Mocking External APIs in Tests: Lessons from a Real Outage

I once deployed a service that failed for 45 minutes because a third‑party API added a single field to its JSON response. Our test suite passed with flying colors — we mocked the API perfectly, but the mock returned the old schema. The real API returned an extra field that our deserializer couldn't handle, and the whole pipeline crashed.

That was my introduction to stub drift. Since then I've learned that mocking external APIs is not just about intercepting HTTP calls — it's about maintaining a faithful representation of a system you don't control. Let me walk you through the non‑obvious techniques I now use.

The problem with hand‑written mocks

Most developers start by hand‑writing a mock response. In Node.js with nock, it looks like this:

A typical hand‑written mock with nock

nock('https://api.example.com')
  .get('/users/42')
  .reply(200, {
    id: 42,
    name: 'Alice'
  });

The test passes. But what if the real API now returns a `created_at` field? Or what if the `name` field is sometimes null? Your mock is a snapshot of a moment in time, and unless you actively verify it against the real API, you're flying blind.

Hand‑written mocks are brittle and rot quickly. The only way to keep them honest is to run a contract test that periodically fetches the real API and compares the schema.

warning

Never rely solely on hand‑written mocks for critical paths. They are better than nothing, but they give a false sense of security if not validated externally.

Record and replay: the pragmatic middle ground

Instead of guessing the response shape, record real traffic once and replay it in tests. Tools like Polly.JS (for Node) and VCR (for Ruby) capture HTTP interactions and store them as cassette files. Your test uses the cassette, not a hand‑crafted stub.
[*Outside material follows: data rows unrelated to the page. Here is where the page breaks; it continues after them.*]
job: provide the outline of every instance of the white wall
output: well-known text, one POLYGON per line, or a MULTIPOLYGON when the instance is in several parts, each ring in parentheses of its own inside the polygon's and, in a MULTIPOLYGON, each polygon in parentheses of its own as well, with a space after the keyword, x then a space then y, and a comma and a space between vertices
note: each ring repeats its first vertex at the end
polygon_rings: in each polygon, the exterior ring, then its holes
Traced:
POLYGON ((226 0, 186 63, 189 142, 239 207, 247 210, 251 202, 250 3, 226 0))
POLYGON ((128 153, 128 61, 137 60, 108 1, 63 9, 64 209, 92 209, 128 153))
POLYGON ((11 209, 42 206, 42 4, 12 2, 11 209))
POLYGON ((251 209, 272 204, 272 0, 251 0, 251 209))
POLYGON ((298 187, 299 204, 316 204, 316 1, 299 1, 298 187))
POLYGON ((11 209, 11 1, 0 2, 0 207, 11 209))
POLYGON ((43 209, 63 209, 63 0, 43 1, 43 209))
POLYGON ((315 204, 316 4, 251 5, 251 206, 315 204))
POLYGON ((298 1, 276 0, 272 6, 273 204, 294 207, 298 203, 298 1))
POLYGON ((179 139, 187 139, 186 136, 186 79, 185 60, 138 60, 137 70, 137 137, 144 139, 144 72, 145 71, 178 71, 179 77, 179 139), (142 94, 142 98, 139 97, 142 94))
Here's an example with Polly.JS:

Using Polly.JS to record and replay API responses

const { Polly } = require('@pollyjs/core');
const NodeHttpAdapter = require('@pollyjs/adapter-node-http');
const FSPersister = require('@pollyjs/persister-fs');

const polly = new Polly('get-user', {
  adapters: [NodeHttpAdapter],
  persister: FSPersister
});

// First run: records real response into ./cassettes/
// Subsequent runs: replay from cassette
const res = await fetch('https://api.example.com/users/42');
await polly.stop();

Now your test uses the actual response from the API. When the API changes, you delete the cassette and re‑record. This catches drift immediately — your tests will fail until you update the cassette.
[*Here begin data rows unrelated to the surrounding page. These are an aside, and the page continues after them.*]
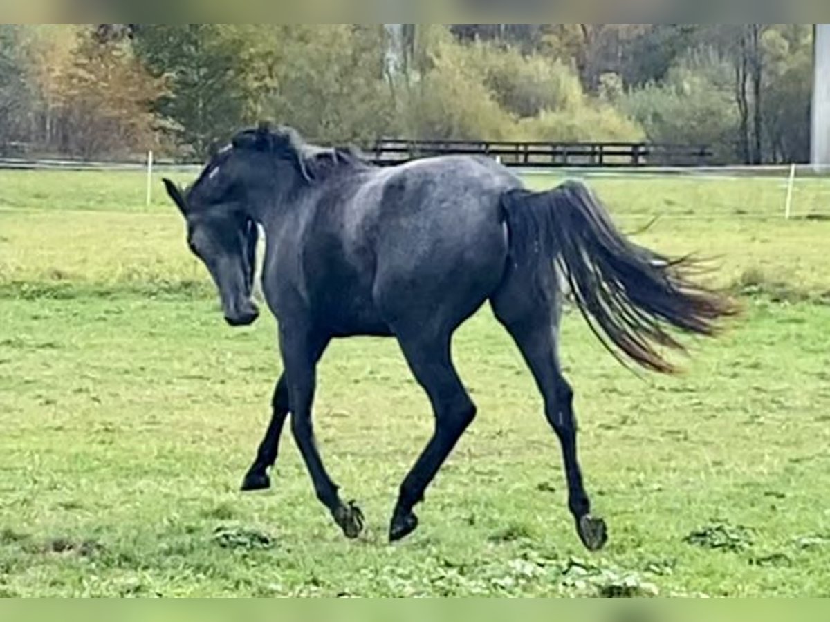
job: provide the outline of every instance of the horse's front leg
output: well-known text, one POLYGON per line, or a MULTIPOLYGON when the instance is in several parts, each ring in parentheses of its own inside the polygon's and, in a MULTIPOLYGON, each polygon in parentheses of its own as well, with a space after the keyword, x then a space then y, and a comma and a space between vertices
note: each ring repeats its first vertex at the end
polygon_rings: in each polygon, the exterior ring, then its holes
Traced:
POLYGON ((288 416, 288 385, 286 382, 286 375, 280 374, 280 379, 274 387, 274 396, 271 397, 271 416, 268 429, 266 430, 262 442, 260 443, 259 449, 256 451, 256 458, 254 459, 253 464, 245 474, 242 480, 242 490, 265 490, 271 488, 271 479, 268 477, 268 469, 274 466, 276 462, 276 455, 279 451, 280 437, 282 435, 282 428, 286 424, 286 418, 288 416))
POLYGON ((316 385, 316 365, 328 338, 320 338, 296 327, 280 328, 280 349, 291 405, 291 432, 311 476, 317 498, 320 500, 343 529, 347 537, 360 535, 364 527, 363 513, 354 503, 344 503, 337 485, 323 465, 314 437, 311 406, 316 385))

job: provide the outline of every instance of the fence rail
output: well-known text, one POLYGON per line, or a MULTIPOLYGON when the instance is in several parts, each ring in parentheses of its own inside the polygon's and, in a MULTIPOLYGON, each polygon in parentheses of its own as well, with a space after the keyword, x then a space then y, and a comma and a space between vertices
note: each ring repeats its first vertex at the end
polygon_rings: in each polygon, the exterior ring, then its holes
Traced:
POLYGON ((549 143, 378 138, 371 149, 376 164, 393 165, 435 155, 497 158, 505 166, 535 168, 702 166, 713 154, 706 145, 652 143, 549 143))

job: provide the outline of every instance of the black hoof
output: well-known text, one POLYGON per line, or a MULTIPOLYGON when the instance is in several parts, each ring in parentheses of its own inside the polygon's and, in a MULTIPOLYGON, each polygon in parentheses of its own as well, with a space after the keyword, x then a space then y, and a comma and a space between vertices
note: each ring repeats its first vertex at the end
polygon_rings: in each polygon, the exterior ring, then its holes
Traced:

The trade‑off: cassettes can be large and you must commit them to version control. Also, you need to run a recording session against the real API, which may require credentials or a sandbox environment.

Contract testing with Pact

If you control both the consumer and provider, Pact is the gold standard. The consumer (your service) writes a contract (a Pact file) that describes the expected interactions. The provider (the external API) runs the contract against itself during its CI. If the provider changes something that breaks the contract, the provider's build fails.

This shifts the responsibility: the API provider knows exactly what your service expects. But it only works if the external team is willing to run your Pact tests in their pipeline. For third‑party APIs, that's rarely an option.

The 45‑minute outage

14:00Third‑party payment API adds a new optional field `processor_fee` to the charge response.
14:02Our service receives a charge webhook, tries to deserialize the JSON. The model does not have a `processor_fee` field, but the deserializer is strict and throws an error on unknown fields.
14:05All subsequent webhook events fail. Alert triggers.
14:30On‑call engineer identifies the issue: the mock in tests still returns the old schema.
14:45Deploy a fix that ignores unknown fields. Service recovers.

Lesson

Our mocks were never validated against the real API. If we had a periodic smoke test that called the actual endpoint, we would have caught the new field during development, not after deployment.

Strict matching vs. loose matching

Many mocking libraries default to loose matching: they ignore extra headers, query parameters, and even request bodies. That's dangerous. A test might pass even though your code sends a malformed request, because the mock doesn't check the payload.

Always configure your mocks to use strict matching. In WireMock, you can use `withRequestBody` and `withHeader` to enforce exact matches. In nock, use `body` and `query` to match precisely.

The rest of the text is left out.